How important is the Egina project within Samsung's global portfolio?
Egina is the first and largest floating oil production facility since the NOGICD Act of 2010, which mandates certain levels of operations that must be carried out in country. For Nigeria, the importance of Egina was that the country received a beautiful, modern fabrication and integration yard. That facility was the first-ever production facility Samsung built and invested in the African continent, so that was the important for us as a group. Through the Egina project, we made our footprint in Africa, and it was a stepping stone toward expanding our business in Sub-Saharan Africa. As a result of the project, Nigeria now does not have to go to Europe or Asia for fabrication and integration works, a huge win for local content.
Where do you see further opportunities for growth for Samsung in Nigeria?
We made an investment of almost USD300 million in Nigeria because of the country's potential for growth in the oil and gas industry. The global oil and gas industry had been suffering, with no major, large-scale oil and gas projects for the last five or six years. Nigeria's daily oil production fell from 2 million bpd to around 1.3 million. As crude oil represents almost 90% of government revenues in Nigeria, the falling oil production resulted in a severe economic recession. Together with next project, Bonga South West, these two projects cover the gap with around 350,000-380,000bopd. Egina alone represents 200,000 bopd, while Bonga South West will produce around 150,000-180,000bpd. With these two, Nigeria can increase its oil production rate from 1.3 million bpd to around 1.7 million. Therefore, these are critical projects for the Nigerian economy, which is why the government encouraged foreign investors with technology such as Samsung to come to Nigeria. During the Egina project, we set up a welding qualification center in our facility, one of the most advanced welding academies in Nigeria, and through this training school we have educated at no cost almost 600 young male and female welders who received international welding certificates, making the Egina project important also for educating local content.

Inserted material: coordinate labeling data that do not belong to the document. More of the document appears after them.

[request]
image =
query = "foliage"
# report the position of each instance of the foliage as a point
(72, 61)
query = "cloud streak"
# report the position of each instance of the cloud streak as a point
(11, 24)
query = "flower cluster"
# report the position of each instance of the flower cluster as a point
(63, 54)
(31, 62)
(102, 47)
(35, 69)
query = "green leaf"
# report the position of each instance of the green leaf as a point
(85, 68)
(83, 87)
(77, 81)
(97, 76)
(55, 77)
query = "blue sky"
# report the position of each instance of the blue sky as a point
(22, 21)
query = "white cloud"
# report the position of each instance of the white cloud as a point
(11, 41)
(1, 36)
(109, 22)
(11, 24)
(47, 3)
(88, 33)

What challenges did you have to contend with in executing the project?
The Nigerian content issue has been a challenge; there are still several companies with no adequate facilities, equipment, or expertise; however, because of the Nigeria Content Act, we were unable to use international contractors. We gave a great deal of work to Nigerian companies, though a certain number could not deliver the products within the budget and also under schedule. Nevertheless, this is a process, and we are pleased to be part of it and are committed to further developing local content. We will still work with some local companies that disappointed us and will encourage them to develop themselves in the course of the next project.

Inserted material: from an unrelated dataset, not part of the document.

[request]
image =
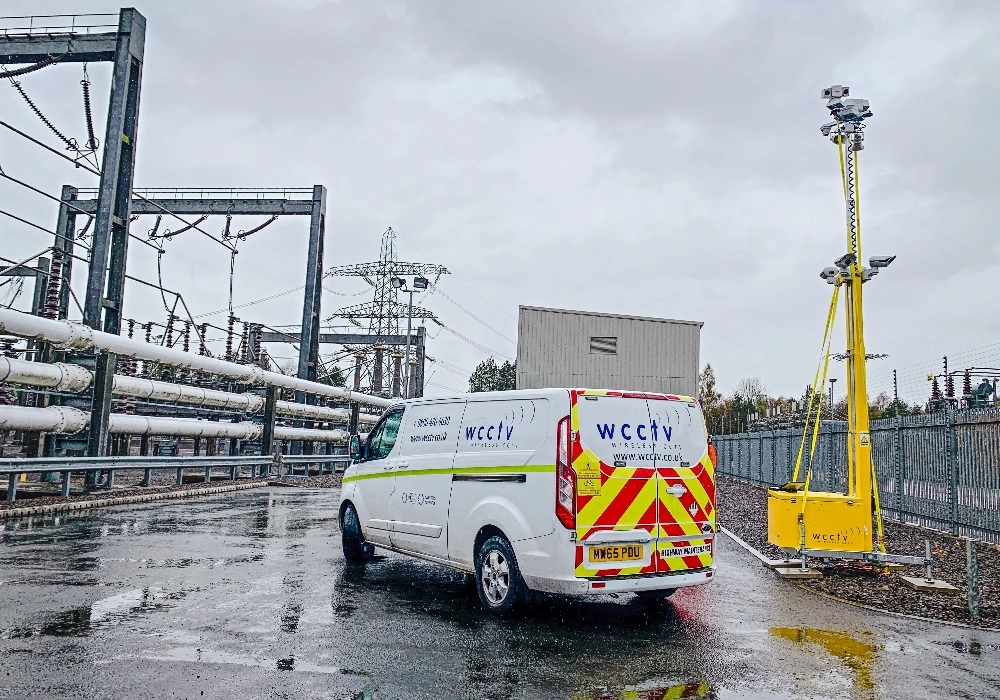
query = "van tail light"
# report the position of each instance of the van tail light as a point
(565, 477)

Many African countries are making great advancements in their exploration of oil and gas. How is Nigeria competing in terms of investment attractiveness?
There are only a few countries that can be compared to Nigeria; Tanzania and Mozambique are now rising markets in gas production. We have a contract with ENI together with INP and ENH, the Mozambique national oil and gas company. Mozambique, however, is still incomparable to Nigeria, in terms of oil & gas related infrastructure and statutory regulation for oil and gas as well. It needs to update it and is still in the initial stage of the learning curve. In Nigeria, there are many opportunities and challenges at the same time, though there is a long enough history in oil and gas expertise. It makes sense to invest in Nigeria, as it is the center of the ECOWAS countries; once we have facilities here, we can also cover other Economic Community of West African States (ECOWAS) countries including Ghana, Cameroon, Senegal, and Ivory Coast.

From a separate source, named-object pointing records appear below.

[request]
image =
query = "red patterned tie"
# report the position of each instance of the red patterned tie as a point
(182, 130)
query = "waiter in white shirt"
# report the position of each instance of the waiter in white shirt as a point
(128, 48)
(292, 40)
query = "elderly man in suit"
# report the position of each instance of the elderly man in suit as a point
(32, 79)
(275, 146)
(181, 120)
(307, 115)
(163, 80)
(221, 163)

What is your outlook for Samsung in 2020?
2020 will be a meaningful year for Samsung. Our first investment was in 2013, and in 2019 we will fully deliver and finish our contractual obligation for the Egina project. We are waiting for another big project with Bonga South West, though such a large-scale project can only come into the market once per every five to six years. That is why we are also working on several small and medium scale projects that are in between 500 and 5,000 metric tons of steel works. Such work is of less interest to our headquarters; however, this facility in Nigeria is also able to accommodate such scale of steel works. In addition, this yard is well designed and developed to support the big projects of our headquarters.
In light of your current litigation case with your local partner LADOL, what is your outlook for 2020?
There was a clear breach in the agreement between Samsung and our local partner, LADOL, as well as violation of the Nigerian law from its side. However, thanks to the government's intervention in the case, our partner realized it is in serious trouble. We have just started our negotiation with LADOL in parallel with arbitration process in London and hope to continue our operation of our yard without interruptions, leading to more opportunity from potential clients. Once there are no uncertainties in our investment, the Samsung Group headquarters will realize that Nigeria and its government are reliable. Our outlook for 2020 much depends on the outcome of this arbitration process. If we lose our assets without our material defaults, then our group will definitely lose trust and interest in Nigeria, which will result in no more investment. However, if the case resolves in our favor, backed by clear legal and administrative counter-measure, we will have greater trust in Nigeria and its government and will continue to make our investments including the ship repair business, which is extremely promising in Nigeria as the leading oil and gas player in Sub-Saharan Africa. If everything goes well, we will keep being committed to the further growth of Nigeria and its people as well.